Similarity Map
The Similarity Map projects the datapoints onto a 2D Map based on the similarity of the selected columns to place by. The Similarity is measured by either pre computed descriptions (e.G. embeddings retrieved from a ML workflow) or based on one or multiple scalar columns in the dataset.
Placement
Simply select one ore more columns to ‘placeBy’ in the settings and watch the dimension reduction arranging the data on the map.
In order to compute the dimension reduction we offer two different algorithms: UMAP and PCA. If the columns values have different distributions, The reduction might run into problems and overestimate the impact of some columns. To counteract this problem, a robust distance metric is available in the advanced settings.
Per default only reduced settings are available to control UMAP which help you in configuring the reduction to place the samples with more weight on local vs. global similarities. However, there also are advanced settings available in order give more control over the dimension reduction.
At the moment the samples can be placed by number columns and Embedding/Array columns.
Controls
The map can be moved and zoomed by using the mouse.
Zooming can be done with the mousewheel, resetting zoom can be done with the Fit points
button.
The map can be moved by clicking the middle mouse
button or with the left mouse
button if the alt
key is pressed simultaneously.
Selection
Similar to the data table, a single row can be added or removed from the selection.
In order to select a single point simply click on it. This will reset any selection and exclusively select the clicked point.
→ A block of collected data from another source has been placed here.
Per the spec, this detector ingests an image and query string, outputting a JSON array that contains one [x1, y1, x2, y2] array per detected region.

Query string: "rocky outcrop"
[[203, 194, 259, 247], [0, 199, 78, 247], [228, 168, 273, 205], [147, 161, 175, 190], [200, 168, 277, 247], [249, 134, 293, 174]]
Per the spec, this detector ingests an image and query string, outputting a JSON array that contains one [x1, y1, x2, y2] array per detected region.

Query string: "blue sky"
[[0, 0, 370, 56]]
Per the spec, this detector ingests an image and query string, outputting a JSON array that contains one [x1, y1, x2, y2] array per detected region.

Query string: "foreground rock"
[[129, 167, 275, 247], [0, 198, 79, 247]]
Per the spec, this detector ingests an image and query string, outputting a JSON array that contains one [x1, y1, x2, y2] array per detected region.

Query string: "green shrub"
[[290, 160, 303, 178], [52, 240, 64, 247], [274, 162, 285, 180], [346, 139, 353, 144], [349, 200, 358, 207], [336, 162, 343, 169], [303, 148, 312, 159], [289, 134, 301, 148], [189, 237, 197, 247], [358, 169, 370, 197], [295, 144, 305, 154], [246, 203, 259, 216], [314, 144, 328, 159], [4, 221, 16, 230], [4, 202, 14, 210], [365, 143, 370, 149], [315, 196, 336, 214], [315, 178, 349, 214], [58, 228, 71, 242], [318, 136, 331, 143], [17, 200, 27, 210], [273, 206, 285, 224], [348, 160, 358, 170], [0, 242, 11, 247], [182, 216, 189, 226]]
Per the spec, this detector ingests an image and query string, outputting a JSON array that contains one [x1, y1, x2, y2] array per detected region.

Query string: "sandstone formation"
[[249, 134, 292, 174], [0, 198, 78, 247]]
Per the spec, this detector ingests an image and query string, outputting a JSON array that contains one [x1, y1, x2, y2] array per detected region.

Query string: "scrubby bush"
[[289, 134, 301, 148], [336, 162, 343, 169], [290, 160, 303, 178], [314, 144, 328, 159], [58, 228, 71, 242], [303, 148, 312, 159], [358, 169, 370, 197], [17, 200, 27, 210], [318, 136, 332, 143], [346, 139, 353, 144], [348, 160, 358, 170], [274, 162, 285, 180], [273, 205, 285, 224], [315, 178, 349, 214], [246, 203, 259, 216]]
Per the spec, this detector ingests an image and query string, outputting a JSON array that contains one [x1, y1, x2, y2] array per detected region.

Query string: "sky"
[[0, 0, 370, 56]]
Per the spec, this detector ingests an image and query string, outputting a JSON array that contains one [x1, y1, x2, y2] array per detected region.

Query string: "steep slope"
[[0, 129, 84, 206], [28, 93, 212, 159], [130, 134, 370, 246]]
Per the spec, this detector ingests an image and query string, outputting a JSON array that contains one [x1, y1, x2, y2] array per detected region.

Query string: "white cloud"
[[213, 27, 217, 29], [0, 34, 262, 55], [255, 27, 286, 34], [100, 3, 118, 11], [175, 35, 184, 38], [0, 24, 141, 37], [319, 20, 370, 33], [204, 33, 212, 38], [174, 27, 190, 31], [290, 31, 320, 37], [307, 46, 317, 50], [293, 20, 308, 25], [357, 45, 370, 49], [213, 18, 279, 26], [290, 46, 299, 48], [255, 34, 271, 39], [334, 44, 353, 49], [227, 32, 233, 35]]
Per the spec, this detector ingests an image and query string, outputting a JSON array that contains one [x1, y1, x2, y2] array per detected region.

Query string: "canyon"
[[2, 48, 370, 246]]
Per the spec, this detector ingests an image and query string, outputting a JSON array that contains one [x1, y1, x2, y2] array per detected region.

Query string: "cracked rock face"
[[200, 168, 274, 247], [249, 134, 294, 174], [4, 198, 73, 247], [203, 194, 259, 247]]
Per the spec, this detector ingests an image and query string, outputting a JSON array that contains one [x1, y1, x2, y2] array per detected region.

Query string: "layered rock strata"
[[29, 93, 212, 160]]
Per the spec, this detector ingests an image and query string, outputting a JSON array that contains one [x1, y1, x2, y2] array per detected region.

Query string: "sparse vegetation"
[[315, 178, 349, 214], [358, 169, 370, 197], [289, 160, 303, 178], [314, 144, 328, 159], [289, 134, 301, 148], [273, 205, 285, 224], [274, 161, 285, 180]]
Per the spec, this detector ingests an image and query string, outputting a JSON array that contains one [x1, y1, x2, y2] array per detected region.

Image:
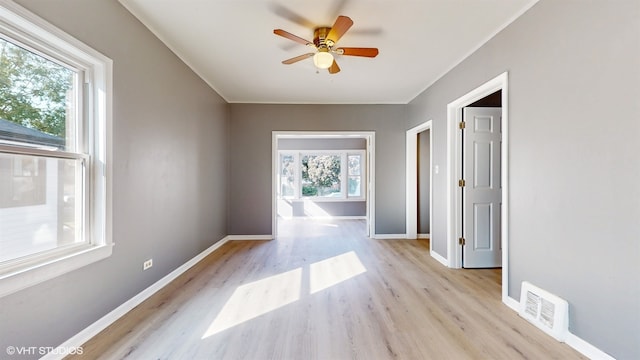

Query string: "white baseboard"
[[42, 236, 230, 360], [418, 233, 430, 239], [503, 295, 615, 360], [565, 333, 615, 360], [503, 294, 520, 311], [430, 250, 448, 266], [226, 235, 273, 241], [373, 234, 408, 240]]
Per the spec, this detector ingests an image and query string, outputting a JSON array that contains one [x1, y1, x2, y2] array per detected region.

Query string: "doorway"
[[272, 131, 376, 239], [406, 121, 439, 260], [446, 72, 510, 304]]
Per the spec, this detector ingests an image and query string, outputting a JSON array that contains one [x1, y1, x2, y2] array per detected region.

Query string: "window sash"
[[0, 144, 88, 160], [0, 152, 88, 271]]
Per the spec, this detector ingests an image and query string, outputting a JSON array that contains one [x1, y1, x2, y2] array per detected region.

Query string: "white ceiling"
[[119, 0, 537, 104]]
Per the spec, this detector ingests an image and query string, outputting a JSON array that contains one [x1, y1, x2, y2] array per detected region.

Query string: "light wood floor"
[[70, 219, 585, 360]]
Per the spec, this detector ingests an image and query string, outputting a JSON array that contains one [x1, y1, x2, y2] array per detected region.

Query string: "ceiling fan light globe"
[[313, 52, 334, 69]]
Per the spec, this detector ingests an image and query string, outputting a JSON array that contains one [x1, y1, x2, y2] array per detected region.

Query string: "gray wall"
[[228, 104, 407, 235], [417, 130, 430, 234], [407, 1, 640, 358], [0, 0, 229, 355], [288, 200, 366, 217]]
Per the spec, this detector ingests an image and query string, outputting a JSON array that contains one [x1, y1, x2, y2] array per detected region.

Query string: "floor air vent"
[[519, 281, 569, 342]]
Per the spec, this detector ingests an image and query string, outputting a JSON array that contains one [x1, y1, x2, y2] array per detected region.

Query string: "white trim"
[[272, 133, 278, 238], [417, 233, 430, 239], [430, 250, 448, 267], [226, 235, 274, 241], [565, 333, 616, 360], [281, 198, 366, 203], [446, 72, 509, 302], [0, 245, 113, 298], [42, 236, 230, 360], [367, 134, 376, 238], [372, 234, 407, 240], [406, 120, 433, 242], [503, 295, 615, 360], [272, 131, 376, 239], [504, 295, 520, 311]]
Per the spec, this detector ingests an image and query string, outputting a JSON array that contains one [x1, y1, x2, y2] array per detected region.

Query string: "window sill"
[[282, 197, 366, 203], [0, 243, 113, 298]]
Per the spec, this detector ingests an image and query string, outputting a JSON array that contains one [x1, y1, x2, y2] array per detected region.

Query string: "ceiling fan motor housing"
[[314, 27, 333, 51]]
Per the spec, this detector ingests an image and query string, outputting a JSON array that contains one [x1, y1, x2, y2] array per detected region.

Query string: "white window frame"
[[0, 0, 112, 297], [346, 152, 365, 199], [279, 149, 366, 202]]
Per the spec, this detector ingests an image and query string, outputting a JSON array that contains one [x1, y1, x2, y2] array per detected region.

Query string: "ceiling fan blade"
[[274, 29, 313, 46], [282, 53, 315, 64], [328, 60, 340, 74], [336, 47, 379, 57], [326, 15, 353, 44], [269, 4, 316, 28]]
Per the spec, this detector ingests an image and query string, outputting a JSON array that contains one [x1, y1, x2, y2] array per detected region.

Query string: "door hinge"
[[458, 179, 466, 187], [459, 237, 466, 246], [459, 121, 466, 129]]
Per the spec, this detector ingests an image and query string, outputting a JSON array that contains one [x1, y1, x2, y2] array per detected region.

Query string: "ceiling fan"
[[273, 15, 379, 74]]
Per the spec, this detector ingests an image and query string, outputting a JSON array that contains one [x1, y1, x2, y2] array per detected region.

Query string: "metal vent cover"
[[519, 281, 569, 342]]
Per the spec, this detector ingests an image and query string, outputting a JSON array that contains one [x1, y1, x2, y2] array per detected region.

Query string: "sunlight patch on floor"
[[202, 267, 302, 338], [310, 251, 366, 294], [202, 251, 367, 339]]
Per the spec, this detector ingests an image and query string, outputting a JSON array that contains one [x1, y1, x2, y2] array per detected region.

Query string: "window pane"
[[301, 154, 341, 197], [0, 37, 76, 151], [280, 154, 295, 197], [348, 155, 361, 175], [348, 176, 361, 197], [0, 153, 83, 263]]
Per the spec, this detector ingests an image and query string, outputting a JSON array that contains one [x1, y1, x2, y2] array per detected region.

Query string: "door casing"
[[446, 72, 510, 304]]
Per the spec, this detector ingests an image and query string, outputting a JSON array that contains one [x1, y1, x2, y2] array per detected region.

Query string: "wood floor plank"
[[68, 219, 585, 360]]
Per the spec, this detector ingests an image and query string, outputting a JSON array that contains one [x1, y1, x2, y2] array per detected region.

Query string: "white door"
[[462, 107, 502, 268]]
To add a point to a selection click on it while pressing shift
and to remove it press ctrl
while clicking on it.
These steps also apply for multiple points. By pressing the left mouse button and moving the mouse, a selection rectangle will be shown. On releasing the left mouse button, the selection will be applied in the same fashion as it is done for a single point.
Coloring and Sizing
Coloring and sizing can be used to represent more columns on the map. The coloring palette can be altered in the global coloring settings.
Filtering
Per default the similarity map also accounts for similarities of filtered out points.
In order to compute the similarities only on the filtered points,
hide unfiltered
has to be checked.